India bans 59 Chinese Apps amidst the Galwan Valley Faceoff against China
The recent stand between the Indian Army and the People’s Liberation Army at the Galway Valley has sparked outrage internally in the country with many people calling for a complete boycott of Chinese imports into India as a mark of solidarity and as a respect to India’s sovereignty. Such a spark burst for the second time against China, with the first time being when China refused to use its veto power in the United Nations Security Council in naming Mashood Azhar as a global terrorist.
With tensions running high on the economic, diplomatic and political front as both the nations meet eyeball to eyeball at the border and all the high-level talks between the commanders, it is patriotic to call for a nationwide for Chinese Products, given the fact that India both has domestic alternatives as well as International alternatives.

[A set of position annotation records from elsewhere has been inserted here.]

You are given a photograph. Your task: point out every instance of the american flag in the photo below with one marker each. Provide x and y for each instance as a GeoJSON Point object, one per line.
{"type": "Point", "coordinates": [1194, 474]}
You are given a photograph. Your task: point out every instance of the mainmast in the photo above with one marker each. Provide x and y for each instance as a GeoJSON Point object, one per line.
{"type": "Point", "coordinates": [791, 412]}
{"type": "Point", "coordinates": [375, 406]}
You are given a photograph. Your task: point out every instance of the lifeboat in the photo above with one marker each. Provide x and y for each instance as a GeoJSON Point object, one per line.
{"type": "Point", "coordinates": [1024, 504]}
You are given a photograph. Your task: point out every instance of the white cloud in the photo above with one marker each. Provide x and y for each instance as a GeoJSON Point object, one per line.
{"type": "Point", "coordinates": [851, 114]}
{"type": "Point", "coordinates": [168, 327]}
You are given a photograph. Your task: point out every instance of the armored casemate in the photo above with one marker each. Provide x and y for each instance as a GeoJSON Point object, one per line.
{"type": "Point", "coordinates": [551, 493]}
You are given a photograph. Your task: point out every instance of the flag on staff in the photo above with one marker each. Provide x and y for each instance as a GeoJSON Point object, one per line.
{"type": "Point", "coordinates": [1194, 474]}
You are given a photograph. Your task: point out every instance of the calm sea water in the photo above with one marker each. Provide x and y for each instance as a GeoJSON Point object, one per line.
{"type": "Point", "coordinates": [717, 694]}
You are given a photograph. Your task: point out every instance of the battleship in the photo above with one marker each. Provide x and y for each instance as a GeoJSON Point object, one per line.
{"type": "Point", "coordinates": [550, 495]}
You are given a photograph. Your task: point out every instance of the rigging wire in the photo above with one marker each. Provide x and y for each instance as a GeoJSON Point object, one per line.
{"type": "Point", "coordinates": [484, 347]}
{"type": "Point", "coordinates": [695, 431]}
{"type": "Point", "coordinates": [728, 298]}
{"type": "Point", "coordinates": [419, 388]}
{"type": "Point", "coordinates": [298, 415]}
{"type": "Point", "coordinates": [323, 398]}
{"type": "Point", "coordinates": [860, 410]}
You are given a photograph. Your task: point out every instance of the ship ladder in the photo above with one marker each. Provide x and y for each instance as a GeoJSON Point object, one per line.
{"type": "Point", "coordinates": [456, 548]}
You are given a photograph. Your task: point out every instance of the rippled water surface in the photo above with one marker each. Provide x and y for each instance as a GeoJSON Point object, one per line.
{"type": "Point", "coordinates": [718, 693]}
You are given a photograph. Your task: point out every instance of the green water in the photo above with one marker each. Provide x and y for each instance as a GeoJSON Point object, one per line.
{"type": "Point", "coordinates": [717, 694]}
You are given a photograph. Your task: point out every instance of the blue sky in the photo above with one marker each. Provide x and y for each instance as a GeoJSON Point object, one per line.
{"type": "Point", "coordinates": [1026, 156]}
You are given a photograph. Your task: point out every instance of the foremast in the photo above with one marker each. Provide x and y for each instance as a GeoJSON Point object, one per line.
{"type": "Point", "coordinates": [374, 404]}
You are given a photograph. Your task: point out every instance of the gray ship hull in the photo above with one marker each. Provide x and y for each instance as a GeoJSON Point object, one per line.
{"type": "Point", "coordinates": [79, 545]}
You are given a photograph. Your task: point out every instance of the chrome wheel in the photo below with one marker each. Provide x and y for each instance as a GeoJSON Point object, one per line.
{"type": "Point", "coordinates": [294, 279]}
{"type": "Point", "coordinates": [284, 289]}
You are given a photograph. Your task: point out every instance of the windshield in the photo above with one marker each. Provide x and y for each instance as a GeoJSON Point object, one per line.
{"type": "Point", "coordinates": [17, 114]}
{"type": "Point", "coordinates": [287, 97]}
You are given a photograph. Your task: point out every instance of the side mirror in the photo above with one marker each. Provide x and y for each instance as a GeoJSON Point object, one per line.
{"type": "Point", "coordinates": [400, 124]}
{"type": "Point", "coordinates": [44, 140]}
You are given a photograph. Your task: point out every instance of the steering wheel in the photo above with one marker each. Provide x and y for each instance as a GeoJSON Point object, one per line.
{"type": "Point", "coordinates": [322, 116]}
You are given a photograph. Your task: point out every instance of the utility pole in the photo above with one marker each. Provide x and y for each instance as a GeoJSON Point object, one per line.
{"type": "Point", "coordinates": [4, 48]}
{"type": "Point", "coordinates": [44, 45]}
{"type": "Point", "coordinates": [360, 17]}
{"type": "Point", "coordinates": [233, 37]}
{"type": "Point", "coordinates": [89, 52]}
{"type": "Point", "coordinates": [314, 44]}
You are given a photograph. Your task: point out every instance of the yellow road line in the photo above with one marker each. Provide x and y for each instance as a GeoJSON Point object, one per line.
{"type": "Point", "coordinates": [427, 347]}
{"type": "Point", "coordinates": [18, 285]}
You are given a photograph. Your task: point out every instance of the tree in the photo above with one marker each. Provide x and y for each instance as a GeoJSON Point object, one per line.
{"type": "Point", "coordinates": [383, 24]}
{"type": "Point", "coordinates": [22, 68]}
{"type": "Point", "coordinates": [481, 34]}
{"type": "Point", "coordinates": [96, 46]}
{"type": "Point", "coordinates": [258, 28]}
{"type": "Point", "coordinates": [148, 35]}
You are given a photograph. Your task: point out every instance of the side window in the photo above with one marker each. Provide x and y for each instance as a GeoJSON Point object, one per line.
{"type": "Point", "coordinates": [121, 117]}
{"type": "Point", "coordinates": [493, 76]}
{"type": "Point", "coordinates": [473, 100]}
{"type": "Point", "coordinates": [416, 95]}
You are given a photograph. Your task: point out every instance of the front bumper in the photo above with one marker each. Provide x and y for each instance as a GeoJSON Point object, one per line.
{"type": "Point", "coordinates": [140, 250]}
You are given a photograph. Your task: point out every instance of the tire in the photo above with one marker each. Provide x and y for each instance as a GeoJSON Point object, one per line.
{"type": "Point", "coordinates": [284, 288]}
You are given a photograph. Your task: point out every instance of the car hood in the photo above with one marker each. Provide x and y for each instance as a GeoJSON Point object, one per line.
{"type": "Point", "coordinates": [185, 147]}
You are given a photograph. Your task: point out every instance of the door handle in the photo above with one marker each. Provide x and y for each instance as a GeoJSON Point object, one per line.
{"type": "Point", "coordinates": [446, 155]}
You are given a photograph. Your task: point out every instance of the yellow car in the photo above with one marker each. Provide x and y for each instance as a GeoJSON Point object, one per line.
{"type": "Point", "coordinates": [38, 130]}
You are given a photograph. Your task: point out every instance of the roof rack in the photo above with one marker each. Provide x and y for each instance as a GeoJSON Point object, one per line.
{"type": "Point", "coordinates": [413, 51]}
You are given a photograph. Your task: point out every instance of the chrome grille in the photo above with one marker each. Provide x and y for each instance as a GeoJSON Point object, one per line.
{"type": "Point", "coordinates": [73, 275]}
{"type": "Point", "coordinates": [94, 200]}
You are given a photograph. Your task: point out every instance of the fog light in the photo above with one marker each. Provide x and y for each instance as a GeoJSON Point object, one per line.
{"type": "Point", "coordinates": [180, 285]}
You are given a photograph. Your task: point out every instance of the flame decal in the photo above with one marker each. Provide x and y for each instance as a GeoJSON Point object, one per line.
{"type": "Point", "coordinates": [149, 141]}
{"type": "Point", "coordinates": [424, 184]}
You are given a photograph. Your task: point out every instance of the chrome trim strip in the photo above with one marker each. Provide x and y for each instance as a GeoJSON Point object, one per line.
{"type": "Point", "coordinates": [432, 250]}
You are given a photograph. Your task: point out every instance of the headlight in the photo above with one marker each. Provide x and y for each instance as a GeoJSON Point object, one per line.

But, the question that does arise is whether two foreign sovereign nations bound by the obligations under the WTO, of which one of the pillars is “non-discrimination” can potentially ban one and another? On June 29, 2020, the Ministry of Information and Technology, Government of India banned 59 Chinese Applications by invoking its power under Section 69A of the Information Technology Act, 2000 (“IT Act”) read with the relevant Procedure and Safeguards for Blocking for Access of Information by Public) Rules, 2009 citing that the said banned application was prejudicial to the sovereignty and integrity of India, the security of the State, defence and public order.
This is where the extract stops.